Plant tissue culture is a technique to grow plant cells, tissues or organs in a sterile nutrient medium. It allows for cloning plants with desirable traits, rapid plant production without seeds, genetically modifying plants, and reducing disease. Explants are placed on solid culture media containing inorganic salts, organic nutrients, vitamins and plant hormones. Specific protocols describe sterilizing and culturing rice, sugarcane and cotton plant materials.

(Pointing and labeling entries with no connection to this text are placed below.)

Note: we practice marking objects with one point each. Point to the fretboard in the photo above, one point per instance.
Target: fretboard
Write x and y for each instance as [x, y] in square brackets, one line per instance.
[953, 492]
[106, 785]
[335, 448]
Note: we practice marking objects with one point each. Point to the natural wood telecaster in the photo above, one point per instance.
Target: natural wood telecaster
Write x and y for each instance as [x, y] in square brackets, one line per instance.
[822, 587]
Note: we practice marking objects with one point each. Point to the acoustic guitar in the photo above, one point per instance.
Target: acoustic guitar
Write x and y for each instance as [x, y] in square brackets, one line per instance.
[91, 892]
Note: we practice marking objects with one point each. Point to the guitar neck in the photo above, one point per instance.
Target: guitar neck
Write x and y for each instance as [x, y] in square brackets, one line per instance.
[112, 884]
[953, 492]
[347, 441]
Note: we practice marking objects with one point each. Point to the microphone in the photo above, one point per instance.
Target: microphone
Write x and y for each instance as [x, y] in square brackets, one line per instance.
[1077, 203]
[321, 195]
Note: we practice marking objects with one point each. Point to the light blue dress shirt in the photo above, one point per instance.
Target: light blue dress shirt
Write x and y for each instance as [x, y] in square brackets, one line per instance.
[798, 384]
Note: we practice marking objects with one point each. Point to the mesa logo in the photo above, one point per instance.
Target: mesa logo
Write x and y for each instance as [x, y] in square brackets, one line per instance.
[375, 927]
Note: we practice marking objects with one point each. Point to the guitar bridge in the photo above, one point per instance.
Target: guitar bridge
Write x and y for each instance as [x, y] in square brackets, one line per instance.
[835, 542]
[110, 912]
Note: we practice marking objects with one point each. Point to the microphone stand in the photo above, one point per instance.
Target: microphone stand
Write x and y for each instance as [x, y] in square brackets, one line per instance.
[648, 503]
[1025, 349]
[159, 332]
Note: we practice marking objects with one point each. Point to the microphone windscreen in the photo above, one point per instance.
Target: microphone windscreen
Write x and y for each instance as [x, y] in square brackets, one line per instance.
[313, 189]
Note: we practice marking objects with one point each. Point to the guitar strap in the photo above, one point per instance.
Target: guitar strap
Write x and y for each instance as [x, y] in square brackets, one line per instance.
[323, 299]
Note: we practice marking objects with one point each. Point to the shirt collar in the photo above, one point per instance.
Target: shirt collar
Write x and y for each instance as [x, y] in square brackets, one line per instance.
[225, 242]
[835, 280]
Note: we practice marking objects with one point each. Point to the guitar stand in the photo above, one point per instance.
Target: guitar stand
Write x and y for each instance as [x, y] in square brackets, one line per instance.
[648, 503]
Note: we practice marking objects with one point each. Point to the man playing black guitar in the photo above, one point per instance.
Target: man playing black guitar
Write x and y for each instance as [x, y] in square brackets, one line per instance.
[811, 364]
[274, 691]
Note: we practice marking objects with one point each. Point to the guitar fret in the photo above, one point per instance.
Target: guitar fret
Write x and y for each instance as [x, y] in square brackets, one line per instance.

call girls in Kamla Market (DELHI) 🔝 >༒9953330565🔝 genuine Escort Service 🔝✔️✔️
Growing plants from cells
1.
2. What is plant tissue culture?
Plant tissue culture is a technique of growing
plant cells, tissues, organs, seeds or other plant
parts in a sterile environment on a nutrient
medium
3. WHY?
• The production of clones of plants that
produce particularly good flowers, fruits, or
have other desirable traits.
• To quickly produce mature plants.
• The production of multiples of plants in the
absence of seeds or necessary pollinators to
produce seeds.
• The regeneration of whole plants from plant
cells that have been genetically modified
• .The production of plants in sterile containers
reduces disease transmission
4. Plant tissue Culture Basics
• Explants are then usually placed on the surface
of a solid culture medium, but are sometimes
placed directly into a liquid medium, when cell
suspension cultures are desired.
• Culture media are generally composed of
inorganic salts plus a few organic nutrients,
vitamins and plant hormones.
5. Tissue culture for rice
• Healthy and mature seeds were selected by
physical appearance.
• Seeds were first washed with detergent and
then rinsed three times with simple tap water.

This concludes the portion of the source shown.